Już w poniedziałek największe hongkońskie media oskarżyły organizatorów propekińskich demonstracji z organizacji Związek na rzecz Pokoju i Demokracji o werbowanie ich uczestników za pieniądze.
Według informacji dziennikarzy chętni do popierania Pekinu mieli otrzymywać od 200 do 800 dolarów hongkońskich (75–300 zł) od anonimowych organizatorów. Ekipa telewizji informacyjnej Cable TV dyskretnie towarzyszyła nawet jednej z grup werbowników i udokumentowała zbieranie „ochotników" na przedmieściach Hongkongu. Otrzymali oni zapłatę, a potem przewożeni byli podstawionymi autobusami na miejsce zbiórki w centrum miasta.
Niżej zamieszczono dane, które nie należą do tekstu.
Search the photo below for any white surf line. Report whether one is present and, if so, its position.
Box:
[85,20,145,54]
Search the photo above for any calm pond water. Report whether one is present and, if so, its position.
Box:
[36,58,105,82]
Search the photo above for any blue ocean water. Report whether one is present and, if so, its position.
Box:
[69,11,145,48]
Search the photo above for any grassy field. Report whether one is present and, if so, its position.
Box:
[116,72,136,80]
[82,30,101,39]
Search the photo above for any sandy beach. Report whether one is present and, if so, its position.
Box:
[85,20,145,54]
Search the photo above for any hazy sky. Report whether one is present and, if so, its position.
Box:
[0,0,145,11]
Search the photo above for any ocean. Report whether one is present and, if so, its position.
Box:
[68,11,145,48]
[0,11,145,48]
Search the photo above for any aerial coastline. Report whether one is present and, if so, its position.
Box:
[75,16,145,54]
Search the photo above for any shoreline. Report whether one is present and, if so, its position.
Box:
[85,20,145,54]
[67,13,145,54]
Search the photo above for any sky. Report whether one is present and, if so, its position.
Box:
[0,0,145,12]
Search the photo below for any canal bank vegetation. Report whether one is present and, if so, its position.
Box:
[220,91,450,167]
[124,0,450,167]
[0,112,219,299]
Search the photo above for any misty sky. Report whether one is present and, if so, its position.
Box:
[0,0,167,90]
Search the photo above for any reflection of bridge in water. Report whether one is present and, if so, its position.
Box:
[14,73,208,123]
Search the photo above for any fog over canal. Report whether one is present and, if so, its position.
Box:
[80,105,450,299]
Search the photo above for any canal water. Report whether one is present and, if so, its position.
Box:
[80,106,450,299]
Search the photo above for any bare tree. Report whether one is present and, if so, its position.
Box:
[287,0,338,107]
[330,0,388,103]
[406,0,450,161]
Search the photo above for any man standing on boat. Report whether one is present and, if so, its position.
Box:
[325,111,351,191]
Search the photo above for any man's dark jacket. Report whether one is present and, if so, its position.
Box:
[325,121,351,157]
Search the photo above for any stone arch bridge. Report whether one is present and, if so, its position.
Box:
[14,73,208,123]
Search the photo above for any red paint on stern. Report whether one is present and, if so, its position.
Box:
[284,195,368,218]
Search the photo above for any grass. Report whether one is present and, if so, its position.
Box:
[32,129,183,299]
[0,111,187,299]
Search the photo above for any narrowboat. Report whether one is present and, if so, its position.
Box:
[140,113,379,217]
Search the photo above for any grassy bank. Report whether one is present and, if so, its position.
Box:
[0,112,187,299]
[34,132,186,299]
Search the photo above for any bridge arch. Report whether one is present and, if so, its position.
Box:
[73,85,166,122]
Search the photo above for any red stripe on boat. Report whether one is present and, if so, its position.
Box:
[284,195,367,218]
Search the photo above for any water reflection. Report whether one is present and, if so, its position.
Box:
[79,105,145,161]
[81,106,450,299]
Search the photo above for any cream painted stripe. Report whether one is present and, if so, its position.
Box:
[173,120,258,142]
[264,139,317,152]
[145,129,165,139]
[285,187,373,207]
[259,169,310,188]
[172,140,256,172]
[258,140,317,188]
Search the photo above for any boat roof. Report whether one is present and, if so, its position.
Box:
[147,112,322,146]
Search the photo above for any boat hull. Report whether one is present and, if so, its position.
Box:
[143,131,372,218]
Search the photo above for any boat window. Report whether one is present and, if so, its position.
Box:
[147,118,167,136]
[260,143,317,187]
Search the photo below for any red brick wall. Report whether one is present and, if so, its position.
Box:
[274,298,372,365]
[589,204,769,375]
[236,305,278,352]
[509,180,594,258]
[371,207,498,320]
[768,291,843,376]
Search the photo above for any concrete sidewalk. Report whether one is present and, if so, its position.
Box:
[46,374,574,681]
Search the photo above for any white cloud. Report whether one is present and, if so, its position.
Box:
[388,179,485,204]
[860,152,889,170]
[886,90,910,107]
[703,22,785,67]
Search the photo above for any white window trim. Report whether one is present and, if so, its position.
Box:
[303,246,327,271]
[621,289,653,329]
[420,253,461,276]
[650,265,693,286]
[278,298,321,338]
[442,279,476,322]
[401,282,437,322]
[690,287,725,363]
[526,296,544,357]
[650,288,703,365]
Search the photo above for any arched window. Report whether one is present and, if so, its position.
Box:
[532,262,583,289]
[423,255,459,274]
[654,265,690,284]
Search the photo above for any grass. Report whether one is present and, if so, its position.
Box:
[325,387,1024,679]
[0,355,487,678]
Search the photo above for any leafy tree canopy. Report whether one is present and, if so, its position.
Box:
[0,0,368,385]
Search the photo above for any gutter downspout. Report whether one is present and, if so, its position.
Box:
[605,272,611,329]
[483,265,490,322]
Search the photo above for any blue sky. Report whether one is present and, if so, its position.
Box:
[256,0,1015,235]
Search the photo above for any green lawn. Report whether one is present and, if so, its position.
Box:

Grupy „spontanicznych demonstrantów" zbierały się w okolicach Victoria Park, a potem maszerowały w kierunku centrum biznesowego. W odróżnieniu od wystąpień młodzieży z ruchu Occupy Central tym razem dominowali ludzie wyraźnie starsi. Na zorganizowany charakter demonstracji wskazywało też zbieranie w podgrupach członków poszczególnych organizacji, przybyszów z chińskich prowincji, a nawet pracowników poszczególnych dużych firm.